Corrugations we'd met several times, but not like these ones. Imagine riding a jackhammer! We were introduced to 'bulldust'; potholes filled with talc-like powder, impossible not to wobble on. Add this to the 20 or so creeks we crossed, wash outs from the last big rains, wildlife, road trains and heat - it was a pretty entertaining ride!
On the way we stopped at the Lost City, huge sandstone formations created by erosion over millions of years.
On the way to our campsite for the night Hame decided to take Bertha for a little swim. Some famous last words were uttered "Shall I get off and walk through?" shortly before Hame decided we'd had enough creek practice and could get through anything two-up, shortly before we hit a rock and slid sideways into the water! Fortunately nothing was hurt except his pride and the food which got a bit wet.
From now on we'll go back to the old method of me getting off to walk through and check it (the old pillion croc bait trick) with Hame following soon after.
Our camp for the night was another National Park freebie, we love them too. Butterfly Springs was a stunning little spot, a creek safe for swimming with drinkable water, the usual firepits and we timed it just right for the full moon.
Leaving there in the morning was harder than usual and we didn't get away until nine, knowing we had a really hard ride ahead. it turned out to be one of the hardest rides we'd had yet. Eight hours of hard dirt roads, every single type of road surface we'd seen one after the other. Our language got more colourful by the minute, our bums got sorer and sorer and we couldn't wait to get back on the tar.
Our stop for the night in Mataranka was the perfect antidote, a campsite a short walk away from thermal pools. The temperature was just right, the stars came out and we soaked our soreness and the layers of dust we've been collecting away in minutes.
I've said before how much friendliness we've experienced. As I was checking in a man (also called Neville) came to admire our dirty bike and within minutes had invited us to visit him and his wife in Sydney. It turned out he owned the same model of bike as us. I've never felt so welcome in a place before.
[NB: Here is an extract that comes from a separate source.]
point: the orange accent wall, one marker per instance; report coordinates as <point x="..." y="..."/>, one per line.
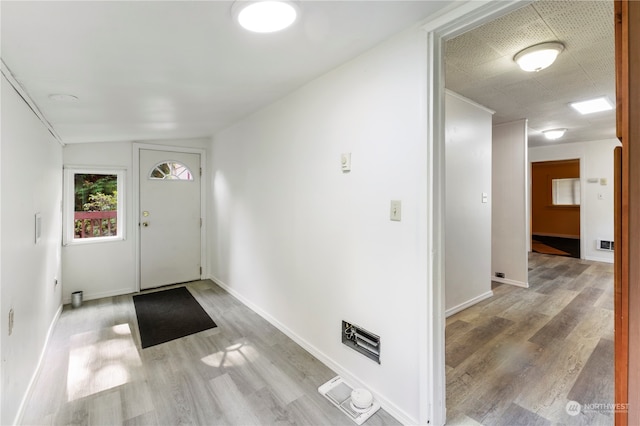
<point x="547" y="219"/>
As well as the road conditons we've come across some of the things in Australia that can kill you:
...and the car-eating cows...
Speaking of cows, they are very funny when we ride past. They're not quite quick enough to see the bike but they can hear it, and lots of pairs of soft cow eyes will follow the space where we just were, as we fly by. They know something has just happened, but they don't know quite what...
From Mataranka it was a fast but uneventful ride to Darwin for a few days stop to stock up on food, sort out tyres to collect in Broome and catch up on some e mailing. Both of us are looking forward to getting out of the city though, the outback has charmed us and we'll be back off to our favoured National Park camps tomorrow.
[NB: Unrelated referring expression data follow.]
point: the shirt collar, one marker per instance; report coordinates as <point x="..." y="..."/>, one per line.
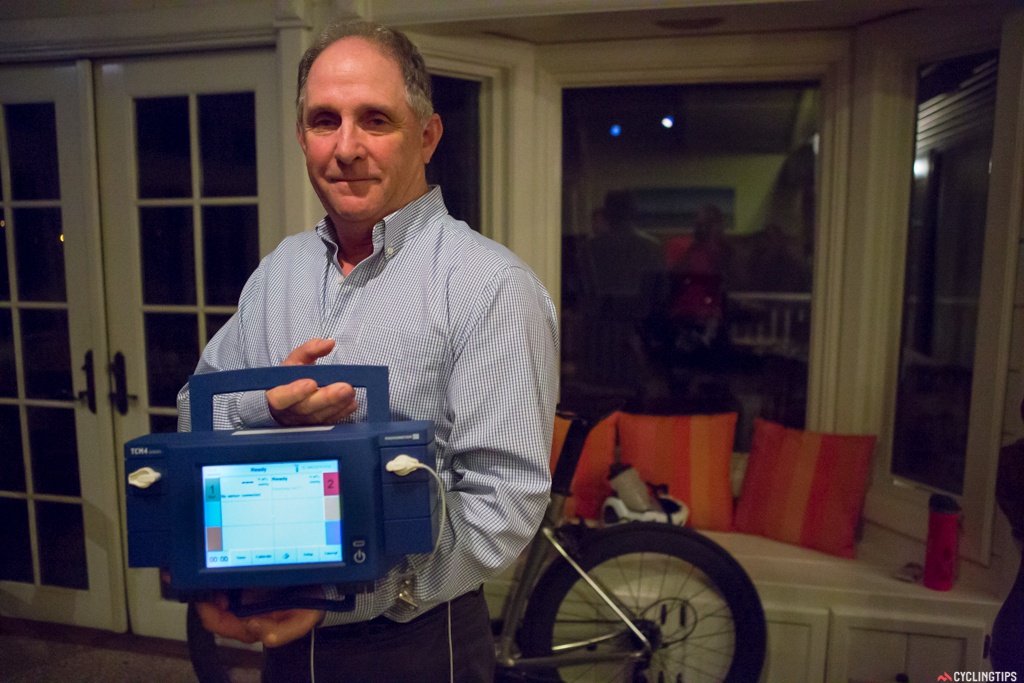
<point x="397" y="228"/>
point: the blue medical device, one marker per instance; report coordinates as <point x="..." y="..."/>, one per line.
<point x="259" y="508"/>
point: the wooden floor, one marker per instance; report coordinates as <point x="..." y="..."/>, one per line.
<point x="38" y="652"/>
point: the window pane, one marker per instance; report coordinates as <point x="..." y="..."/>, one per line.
<point x="955" y="112"/>
<point x="39" y="257"/>
<point x="61" y="545"/>
<point x="11" y="462"/>
<point x="8" y="378"/>
<point x="230" y="251"/>
<point x="227" y="143"/>
<point x="15" y="560"/>
<point x="52" y="440"/>
<point x="32" y="143"/>
<point x="172" y="353"/>
<point x="4" y="280"/>
<point x="456" y="164"/>
<point x="168" y="255"/>
<point x="46" y="352"/>
<point x="162" y="138"/>
<point x="688" y="238"/>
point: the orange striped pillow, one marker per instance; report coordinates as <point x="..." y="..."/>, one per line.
<point x="558" y="438"/>
<point x="590" y="485"/>
<point x="691" y="455"/>
<point x="805" y="487"/>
We finally caught up with Uli and Klaus, a German couple on an Africa Twin who'd met Ken and Carol and stayed with Neville in Daintree just before us. We'd e mailed them a few times and been chasing them across the country - it was good to catch up and compare notes. They are heading to Asia so we gave them lots of tips about off the beaten track destinations in Malaysia. At the same campsite were a Swiss couple on a R100GS who'd ridden from Europe and in the next campsite along were Americans David and Erika on a Transalp, we'd corresponded with them when they were also hanging out for a ferry back in Penang. They'd had a carnet however and had caught a different boat and ridden through Indonesia, it was good to hear about their adventures.
Our next major town will be Broome, a place I've wanted to visit for years. On the way there we will go through the Kimberley which Hamish is especially looking forward to, after celebrating my 21st birthday along the way.